Doch die Möglichkeiten sind zahlreich und vielfältig. Zuerst gilt es, das Bauordnungsrecht zu vereinheitlichen. Die Musterbauordnung in ihrer jetzigen Form hat sich nicht bewährt, noch immer weichen die einzelnen Bundesländer mehr oder weniger deutlich davon ab. Es führt zu einer unnötigen bürokratischen Kleinstaaterei, die Wohnungsbauer viel Zeit, Geld und Rechtssicherheit kostet. Ein Bundesrahmengesetz für das Bauordnungsrecht ist daher nötig, wenn auch durchaus schwierig umsetzbar. Denn die Bundesländer wollen ihre jeweiligen baurechtlichen Eigenheiten ungern aufgeben. Aber sollte die Wohnungsnot nicht Ansporn genug sein, dass Einzelne ihre Eitelkeiten zurückstecken?
Einen möglichen Ansporn gäbe es auch in Baugenehmigungsverfahren, er heißt: Genehmigungsfiktion. Wird über eine Baugenehmigung nicht innerhalb einer bestimmten Frist entschieden, gilt sie automatisch als erteilt. Das deutsche Baurecht kennt die Genehmigungsfiktion bereits, beispielsweise im vereinfachten Genehmigungsverfahren. Über eine erweiterte Anwendung sollte auf jeden Fall nachgedacht werden.
Es gilt schließlich, die Ämter zu entlasten. Der vielzitierte Personalmangel bei den Genehmigungsbehörden ist zwar tatsächlich vorhanden, rührt jedoch auch daher, dass die Verfahren immer komplexer werden. Personalaufbau allein, so nötig er wäre, reicht deshalb nicht aus, wenn es nicht zugleich Bemühungen zur Entbürokratisierung gibt.
Auch eine Verschlankung der Baunormen ist dringend angeraten. Ich denke hier zum Beispiel an der Deutschen liebstes Kind, den Brandschutz. In Deutschland gibt es einer Studie der TU Darmstadt zufolge Potenzial für bundesweit mehr als eine Million zusätzliche Wohnungen allein durch Dachgeschossausbau. Das muss man sich mal vorstellen, ganz ohne die Verwendung neuen Baulands könnte der Wohnraummangel praktisch behoben werden, wenn der Bestand nur besser genutzt würde. Die Brandschutzvorschriften aber haben Dimensionen erreicht, die den Neubau und die Nachverdichtung vor enorme Probleme stellen. Kein Wunder, dass günstiges Bauen kaum mehr möglich ist.
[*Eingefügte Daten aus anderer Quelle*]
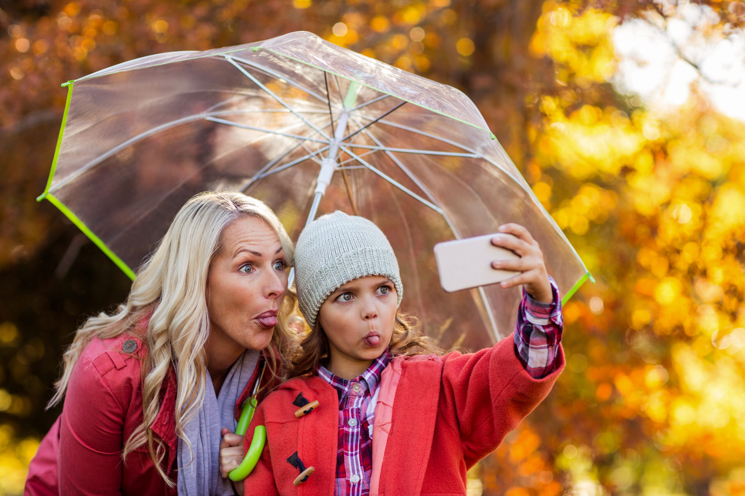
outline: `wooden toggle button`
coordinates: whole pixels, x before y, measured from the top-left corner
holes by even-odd
[[[299,419],[303,415],[310,413],[311,411],[313,411],[313,409],[317,408],[318,405],[319,405],[318,400],[315,399],[308,403],[308,405],[306,405],[305,406],[300,407],[299,408],[298,408],[297,410],[295,412],[295,416]]]
[[[290,465],[300,471],[300,474],[292,482],[295,486],[299,486],[300,483],[308,480],[308,477],[310,477],[311,474],[316,471],[315,467],[308,467],[305,468],[305,466],[302,464],[302,460],[297,456],[297,451],[293,453],[287,459],[287,461]]]
[[[304,483],[306,480],[308,480],[308,476],[309,476],[314,471],[316,471],[315,467],[308,467],[304,471],[300,472],[300,474],[298,475],[297,477],[292,481],[292,483],[294,484],[295,486],[299,486],[302,483]]]

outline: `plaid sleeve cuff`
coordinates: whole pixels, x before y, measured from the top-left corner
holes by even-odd
[[[548,282],[554,301],[536,301],[524,289],[515,323],[515,352],[533,379],[554,372],[564,329],[559,287],[551,276]]]

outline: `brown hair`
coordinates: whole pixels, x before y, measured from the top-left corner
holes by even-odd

Ich habe es schon einmal kurz anklingen lassen: Viele der hier angesprochenen Vorschläge kann die Bundesregierung allein gar nicht durchsetzen, weil im Bauordnungsrecht nichts ohne die Zustimmung der Länder geht. Das macht deutlich, dass die aktuelle Wohnungssituation in Deutschland eine nationale Aufgabe ist. Bund, Länder, Kommunen und die Wirtschaft müssen an einem Strang ziehen. Deshalb ist es so wichtig, dass im Herbst der Wohngipfel stattfindet, wo alle relevanten Akteure gemeinsam über Strategien und Maßnahmen beraten werden. Es gibt nicht die eine Lösung, die alle Probleme auf dem Wohnungsmarkt behebt. Nur ein umfassendes Paket an Einzelmaßnahmen kann die nötige Dynamik entwickeln. Vorschläge gibt es genug, sie müssen bloß umgesetzt werden.